What do you think?  Are we about to lose Flash, and if we are, what’s the alternative?

P.S.: As much as I love the idea of HTML5, I don’t think it’s just there yet.

Who is suing who in the mobile phone industry?

GigaOm links to an excellent visualization of smartphone patents’ legal battles.  It’s interesting how different is the representation of Apple and Google on this graph.  However, one needs to remember, that Google has acquired Motorola’s mobile division.

 

This seems to be a nice update to another graph that I’ve posted a couple of years ago.  Some of the lawsuits from the old chart are still here.  And there is a whole bunch of new ones.  I like this new updated one better than the old one, because company logos make it more readable. And this one also has references to the actual lawsuits, in case someone wants to follow.

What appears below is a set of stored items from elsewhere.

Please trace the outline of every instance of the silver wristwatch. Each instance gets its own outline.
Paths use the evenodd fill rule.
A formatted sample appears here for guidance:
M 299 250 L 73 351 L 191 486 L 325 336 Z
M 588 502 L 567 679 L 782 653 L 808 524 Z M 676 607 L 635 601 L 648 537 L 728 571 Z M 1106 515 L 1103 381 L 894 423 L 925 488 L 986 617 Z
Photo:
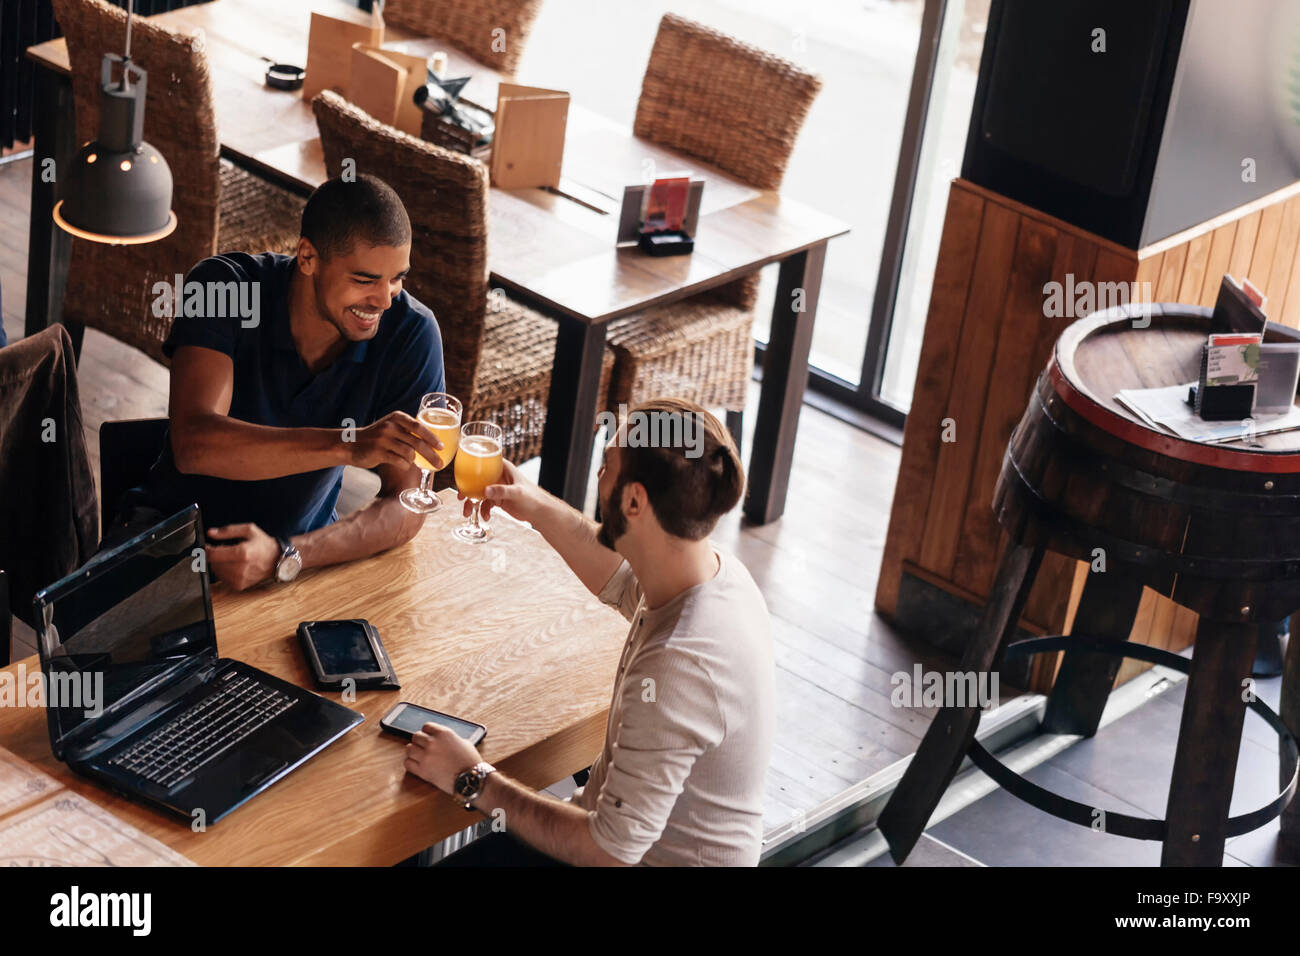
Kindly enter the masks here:
M 275 579 L 287 584 L 302 570 L 302 553 L 289 543 L 288 538 L 276 538 L 275 541 L 280 546 L 280 560 L 275 562 Z
M 490 763 L 480 760 L 468 770 L 462 770 L 456 775 L 452 790 L 456 798 L 465 804 L 466 810 L 474 809 L 474 801 L 483 793 L 483 782 L 487 780 L 488 774 L 496 773 L 496 770 L 497 768 Z

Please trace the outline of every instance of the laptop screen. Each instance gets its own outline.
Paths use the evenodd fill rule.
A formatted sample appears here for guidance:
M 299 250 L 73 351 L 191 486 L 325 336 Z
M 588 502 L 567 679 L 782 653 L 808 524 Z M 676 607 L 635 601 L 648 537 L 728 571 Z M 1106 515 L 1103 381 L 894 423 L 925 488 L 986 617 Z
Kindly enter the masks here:
M 111 551 L 96 555 L 36 595 L 50 743 L 203 654 L 216 656 L 216 629 L 191 506 Z

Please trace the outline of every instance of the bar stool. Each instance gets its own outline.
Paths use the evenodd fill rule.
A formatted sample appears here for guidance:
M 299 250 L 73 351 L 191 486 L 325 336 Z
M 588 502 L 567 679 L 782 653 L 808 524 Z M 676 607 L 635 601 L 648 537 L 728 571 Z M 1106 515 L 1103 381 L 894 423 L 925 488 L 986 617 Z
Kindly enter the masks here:
M 1220 866 L 1225 840 L 1278 816 L 1296 789 L 1300 642 L 1287 651 L 1282 716 L 1248 702 L 1243 689 L 1259 623 L 1300 609 L 1300 432 L 1210 445 L 1157 431 L 1119 405 L 1113 396 L 1123 388 L 1195 381 L 1201 345 L 1214 331 L 1209 309 L 1148 309 L 1094 313 L 1057 340 L 1003 459 L 993 507 L 1011 540 L 961 668 L 982 674 L 1008 655 L 1064 650 L 1043 730 L 1087 737 L 1097 731 L 1122 658 L 1188 673 L 1165 819 L 1105 810 L 1104 824 L 1108 833 L 1161 840 L 1162 865 Z M 1047 549 L 1094 569 L 1072 633 L 1008 645 Z M 1144 585 L 1200 615 L 1190 662 L 1126 640 Z M 1230 818 L 1247 706 L 1277 731 L 1279 793 Z M 935 716 L 880 816 L 896 862 L 967 755 L 1021 799 L 1095 824 L 1098 808 L 1044 790 L 989 754 L 975 741 L 978 723 L 976 707 L 944 707 Z M 1300 814 L 1288 811 L 1283 839 L 1296 834 Z

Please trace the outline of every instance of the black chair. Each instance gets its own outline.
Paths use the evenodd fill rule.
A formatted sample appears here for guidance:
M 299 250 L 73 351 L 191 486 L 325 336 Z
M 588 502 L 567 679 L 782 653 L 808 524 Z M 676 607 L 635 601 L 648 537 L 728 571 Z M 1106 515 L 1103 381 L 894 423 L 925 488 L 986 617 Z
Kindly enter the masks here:
M 99 536 L 122 496 L 144 481 L 167 440 L 167 419 L 133 418 L 99 426 Z
M 9 641 L 13 630 L 14 617 L 9 612 L 9 579 L 0 571 L 0 667 L 9 666 Z

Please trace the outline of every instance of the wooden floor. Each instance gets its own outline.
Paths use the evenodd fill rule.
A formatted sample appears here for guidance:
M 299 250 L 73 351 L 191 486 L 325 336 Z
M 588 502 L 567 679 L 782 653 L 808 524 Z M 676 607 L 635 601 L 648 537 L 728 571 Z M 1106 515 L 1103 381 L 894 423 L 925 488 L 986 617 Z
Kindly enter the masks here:
M 0 289 L 10 341 L 23 330 L 30 175 L 30 160 L 0 166 Z M 165 415 L 167 381 L 167 370 L 141 353 L 87 330 L 79 384 L 96 475 L 100 423 Z M 755 385 L 751 426 L 757 396 Z M 749 568 L 772 615 L 780 704 L 769 829 L 912 753 L 932 716 L 891 706 L 890 676 L 918 661 L 940 669 L 943 659 L 910 646 L 872 608 L 898 460 L 895 446 L 805 407 L 785 516 L 753 527 L 737 510 L 714 534 Z M 374 475 L 349 469 L 339 510 L 377 487 Z

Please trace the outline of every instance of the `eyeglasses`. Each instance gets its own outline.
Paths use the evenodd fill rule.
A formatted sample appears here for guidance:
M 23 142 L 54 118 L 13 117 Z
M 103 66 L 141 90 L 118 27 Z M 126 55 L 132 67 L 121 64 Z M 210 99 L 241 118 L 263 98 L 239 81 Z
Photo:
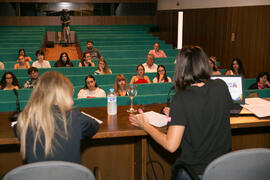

Google : 60,000 dollars for a bug report

I’m a Google fan, there is no reason to hide it.  And this is one of the reasons.  They are setting a good example to follow.

Open sourcing company products changes the way code is written.  The moment programmers know someone else will be looking at their code, they start paying more attention as to what and how they write.  Paying money to outsiders for discovering bugs with company code is like the next level of Open Source Software.  Just open source gives the possibility to review.  Money provide a good incentive to.